Alfredo Picariello – E’ vivo per miracolo, Francesco Fumo. Per un mal di testa, per una manciata di minuti. Grazie a Dio. Domenica pomeriggio, quando la pioggia ha cominciato a scendere giù in maniera incessante, lui doveva essere in casa, proprio nell’epicentro, in vicolo Ponte Piazza. Ma il maresciallo dell’esercito aveva mal di testa. E, visto che aveva un appuntamento, ha deciso di anticiparlo e, dunque, di anticipare anche la sua uscita. Mal di testa provvidenziale. L’acqua e il fango non l’hanno trovato in casa.

Oggi Francesco può, per fortuna, ancora raccontare tutto ciò. Lo ha fatto anche al sottosegretario Sibilia, in visita a Monteforte Irpino. E’ vivo, Francesco, ma non ha più una casa, ha perso tutto, è l’unico sfollato rimasto.

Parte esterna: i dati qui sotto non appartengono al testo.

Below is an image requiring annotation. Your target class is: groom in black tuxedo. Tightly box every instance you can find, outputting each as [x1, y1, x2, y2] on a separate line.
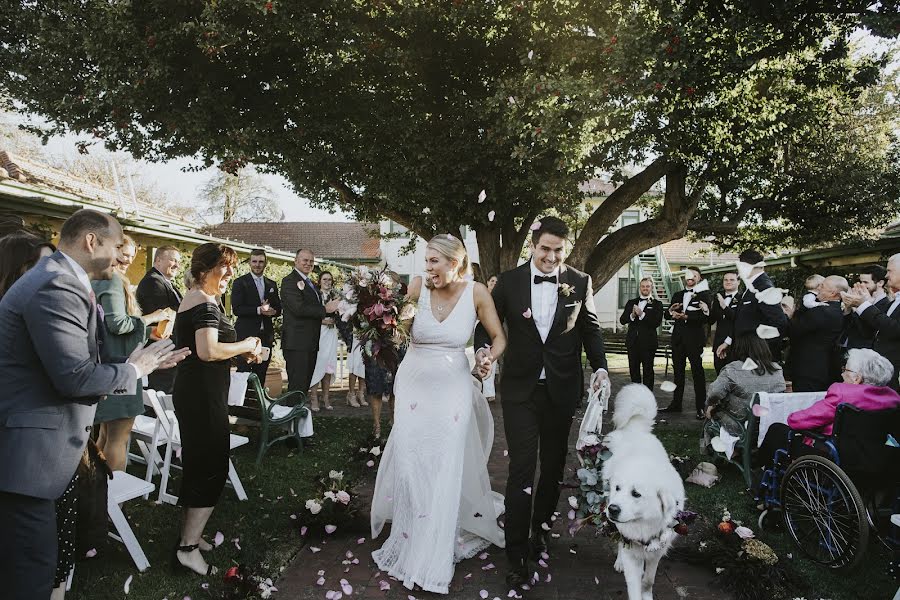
[475, 217, 608, 587]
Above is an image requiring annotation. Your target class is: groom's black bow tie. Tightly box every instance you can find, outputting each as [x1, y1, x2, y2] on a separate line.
[534, 275, 556, 283]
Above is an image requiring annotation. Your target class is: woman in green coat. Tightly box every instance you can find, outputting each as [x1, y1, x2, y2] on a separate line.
[91, 236, 174, 471]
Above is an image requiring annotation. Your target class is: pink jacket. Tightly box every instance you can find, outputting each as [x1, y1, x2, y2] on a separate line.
[788, 383, 900, 435]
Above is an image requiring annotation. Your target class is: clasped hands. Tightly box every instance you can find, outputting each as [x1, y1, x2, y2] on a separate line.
[841, 283, 872, 308]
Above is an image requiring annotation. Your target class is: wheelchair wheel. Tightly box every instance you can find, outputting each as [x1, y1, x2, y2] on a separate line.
[781, 456, 869, 569]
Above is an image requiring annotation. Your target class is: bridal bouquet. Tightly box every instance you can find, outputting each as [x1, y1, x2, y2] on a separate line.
[338, 266, 416, 373]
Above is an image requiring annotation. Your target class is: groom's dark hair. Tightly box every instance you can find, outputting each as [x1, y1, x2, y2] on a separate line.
[531, 217, 569, 244]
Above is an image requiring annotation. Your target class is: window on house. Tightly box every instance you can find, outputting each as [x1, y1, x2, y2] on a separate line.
[619, 210, 641, 227]
[619, 277, 638, 310]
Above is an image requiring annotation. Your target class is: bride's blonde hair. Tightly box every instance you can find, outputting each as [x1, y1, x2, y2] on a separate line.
[425, 233, 471, 289]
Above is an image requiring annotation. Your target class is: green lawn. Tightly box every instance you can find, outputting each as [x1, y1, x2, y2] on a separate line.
[67, 417, 371, 600]
[656, 425, 897, 600]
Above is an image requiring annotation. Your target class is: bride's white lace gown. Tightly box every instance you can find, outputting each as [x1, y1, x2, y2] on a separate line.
[372, 282, 504, 594]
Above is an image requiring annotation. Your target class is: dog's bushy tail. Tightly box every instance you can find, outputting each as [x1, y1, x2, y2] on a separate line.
[613, 383, 656, 432]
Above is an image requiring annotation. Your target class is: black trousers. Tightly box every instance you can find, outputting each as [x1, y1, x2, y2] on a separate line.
[501, 384, 572, 565]
[284, 350, 319, 394]
[671, 340, 706, 412]
[628, 343, 656, 390]
[0, 492, 57, 600]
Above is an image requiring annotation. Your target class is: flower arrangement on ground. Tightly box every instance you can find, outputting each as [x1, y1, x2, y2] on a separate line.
[338, 266, 416, 373]
[296, 470, 357, 536]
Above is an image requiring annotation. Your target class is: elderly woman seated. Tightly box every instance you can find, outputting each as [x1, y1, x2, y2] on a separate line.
[702, 334, 785, 449]
[759, 348, 900, 478]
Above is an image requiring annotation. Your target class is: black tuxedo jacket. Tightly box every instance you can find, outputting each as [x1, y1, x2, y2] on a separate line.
[134, 267, 181, 340]
[231, 273, 281, 340]
[665, 290, 714, 348]
[282, 269, 325, 351]
[788, 302, 844, 392]
[842, 296, 891, 350]
[475, 261, 606, 412]
[734, 273, 788, 345]
[859, 304, 900, 390]
[619, 297, 665, 349]
[709, 290, 741, 350]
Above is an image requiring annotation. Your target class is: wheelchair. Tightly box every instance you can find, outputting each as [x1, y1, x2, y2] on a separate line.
[759, 404, 900, 570]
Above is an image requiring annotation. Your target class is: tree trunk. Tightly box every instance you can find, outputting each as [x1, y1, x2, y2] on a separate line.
[584, 168, 703, 291]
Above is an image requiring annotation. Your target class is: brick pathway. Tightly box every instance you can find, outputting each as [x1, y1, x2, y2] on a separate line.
[275, 372, 728, 600]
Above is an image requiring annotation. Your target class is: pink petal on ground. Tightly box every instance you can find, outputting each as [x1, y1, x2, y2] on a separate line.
[753, 404, 769, 417]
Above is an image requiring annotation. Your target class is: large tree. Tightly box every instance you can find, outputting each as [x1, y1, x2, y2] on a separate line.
[0, 0, 900, 285]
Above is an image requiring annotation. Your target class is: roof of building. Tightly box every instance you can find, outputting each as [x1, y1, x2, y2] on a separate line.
[662, 238, 738, 270]
[207, 221, 381, 262]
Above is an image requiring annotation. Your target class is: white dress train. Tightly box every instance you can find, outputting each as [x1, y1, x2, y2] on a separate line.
[372, 282, 505, 594]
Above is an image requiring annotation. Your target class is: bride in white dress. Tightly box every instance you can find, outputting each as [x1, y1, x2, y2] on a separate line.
[372, 234, 506, 594]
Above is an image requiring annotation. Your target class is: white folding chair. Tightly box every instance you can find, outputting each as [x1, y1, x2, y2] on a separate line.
[147, 390, 250, 504]
[127, 390, 169, 500]
[106, 471, 156, 572]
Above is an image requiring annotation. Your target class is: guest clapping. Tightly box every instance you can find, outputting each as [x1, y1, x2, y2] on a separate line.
[173, 243, 262, 575]
[91, 235, 175, 471]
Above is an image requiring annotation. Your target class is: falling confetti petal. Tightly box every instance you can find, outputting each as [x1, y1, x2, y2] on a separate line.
[753, 404, 769, 417]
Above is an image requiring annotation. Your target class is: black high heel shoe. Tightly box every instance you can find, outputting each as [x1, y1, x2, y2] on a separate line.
[172, 542, 218, 577]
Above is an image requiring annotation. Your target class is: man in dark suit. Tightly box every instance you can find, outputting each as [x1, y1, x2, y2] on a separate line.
[281, 249, 340, 400]
[476, 217, 608, 587]
[841, 265, 891, 350]
[231, 249, 281, 384]
[0, 210, 186, 600]
[710, 271, 740, 373]
[842, 254, 900, 391]
[659, 267, 712, 419]
[788, 275, 850, 392]
[619, 277, 665, 390]
[716, 250, 787, 363]
[134, 246, 181, 394]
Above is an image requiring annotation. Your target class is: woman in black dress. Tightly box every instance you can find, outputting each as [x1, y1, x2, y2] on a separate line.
[172, 243, 262, 575]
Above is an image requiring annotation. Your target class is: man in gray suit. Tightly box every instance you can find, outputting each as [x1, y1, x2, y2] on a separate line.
[0, 210, 186, 600]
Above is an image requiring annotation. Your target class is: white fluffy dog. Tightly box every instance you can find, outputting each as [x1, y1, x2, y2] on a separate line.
[603, 384, 685, 600]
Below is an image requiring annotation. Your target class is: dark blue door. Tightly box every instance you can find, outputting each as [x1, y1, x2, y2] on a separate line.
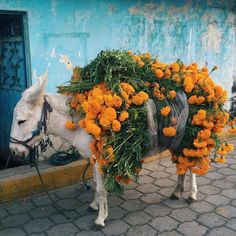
[0, 12, 29, 158]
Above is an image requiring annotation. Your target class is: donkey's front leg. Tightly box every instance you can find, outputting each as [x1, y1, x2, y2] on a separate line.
[93, 163, 108, 226]
[188, 169, 198, 204]
[170, 174, 185, 200]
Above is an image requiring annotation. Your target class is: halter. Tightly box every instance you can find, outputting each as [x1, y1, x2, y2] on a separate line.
[10, 97, 53, 163]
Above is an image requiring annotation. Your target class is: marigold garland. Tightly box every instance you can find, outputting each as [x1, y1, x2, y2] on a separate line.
[59, 50, 236, 192]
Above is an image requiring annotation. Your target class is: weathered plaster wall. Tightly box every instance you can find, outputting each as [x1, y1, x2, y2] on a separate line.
[0, 0, 236, 95]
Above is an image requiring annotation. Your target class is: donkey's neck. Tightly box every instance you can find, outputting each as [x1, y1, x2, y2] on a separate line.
[45, 94, 92, 158]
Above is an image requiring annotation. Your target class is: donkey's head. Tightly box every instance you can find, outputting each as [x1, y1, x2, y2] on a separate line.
[10, 72, 48, 158]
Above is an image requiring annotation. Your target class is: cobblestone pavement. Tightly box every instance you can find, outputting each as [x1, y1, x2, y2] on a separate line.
[0, 141, 236, 236]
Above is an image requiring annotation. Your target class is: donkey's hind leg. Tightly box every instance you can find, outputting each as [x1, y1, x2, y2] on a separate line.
[93, 163, 108, 227]
[170, 174, 185, 200]
[88, 165, 99, 211]
[188, 169, 198, 204]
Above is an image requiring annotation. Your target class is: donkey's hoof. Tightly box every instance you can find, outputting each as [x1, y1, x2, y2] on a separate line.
[187, 197, 197, 204]
[88, 206, 98, 212]
[170, 194, 179, 200]
[92, 223, 105, 231]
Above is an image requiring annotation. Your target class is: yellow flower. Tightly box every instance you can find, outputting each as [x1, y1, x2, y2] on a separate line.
[215, 156, 226, 163]
[155, 69, 164, 79]
[65, 120, 76, 130]
[161, 106, 171, 116]
[171, 62, 179, 73]
[169, 90, 176, 99]
[119, 111, 129, 122]
[162, 127, 176, 137]
[112, 120, 121, 132]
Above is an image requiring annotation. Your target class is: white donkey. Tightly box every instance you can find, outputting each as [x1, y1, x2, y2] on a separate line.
[10, 73, 197, 226]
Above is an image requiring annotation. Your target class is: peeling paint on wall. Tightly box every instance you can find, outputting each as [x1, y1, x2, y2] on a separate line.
[201, 22, 222, 53]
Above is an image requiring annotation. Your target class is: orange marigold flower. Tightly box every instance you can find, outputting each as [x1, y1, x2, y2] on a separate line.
[165, 69, 171, 78]
[99, 117, 111, 127]
[162, 127, 176, 137]
[184, 84, 194, 93]
[119, 111, 129, 122]
[171, 62, 179, 73]
[161, 106, 171, 116]
[169, 90, 176, 99]
[193, 139, 207, 148]
[138, 61, 145, 67]
[188, 95, 197, 104]
[155, 69, 164, 79]
[103, 94, 115, 107]
[120, 82, 135, 95]
[215, 156, 226, 163]
[103, 107, 117, 121]
[65, 120, 76, 130]
[196, 96, 205, 105]
[112, 120, 121, 132]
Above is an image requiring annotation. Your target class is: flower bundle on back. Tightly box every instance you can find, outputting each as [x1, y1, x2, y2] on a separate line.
[59, 50, 233, 192]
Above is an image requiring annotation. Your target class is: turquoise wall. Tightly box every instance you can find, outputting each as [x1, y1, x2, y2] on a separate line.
[0, 0, 236, 96]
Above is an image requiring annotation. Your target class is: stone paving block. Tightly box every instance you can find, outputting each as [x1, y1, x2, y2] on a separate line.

“Sono riuscito a recuperare soltanto poche cose, tra cui le divise. Vedo comunque il bicchiere mezzo pieno, il Comune si è messo a disposizione, anche se non sono di Monteforte. Ringrazio il sindaco, gli assessori, ringrazio tutti”.

Ironia della sorte, Francesco abitava in quella casa soltanto da dieci giorni. “Sono stato in albergo per due giorni, fin quando non troverò una nuova abitazione, starò in un miniappartamento. In casa sono entrati un metro e settanta di acqua e fango, ormai non è più abitabile. Ma non vado via da Monteforte, casomai quando andrò in pensione ritornerò a Pozzuoli. Questo paese mi ha adottato, mi sento meno solo”.

Per il sindaco Costantino Giordano è ancora presto per fare una stima dei danni subiti da Monteforte Irpino. “Li faremo alla fine”, afferma. “Intanto voglio ringraziare tutti coloro che si stanno prodigando nel darci una mano: i volontari, la Comunità Montana, i carabinieri, i vigili urbani, i vigili del fuoco, i concittadini. Il paese sta tornando alla normalità, ora dobbiamo fare i lavori necessari a mettere in sicurezza la montagna”.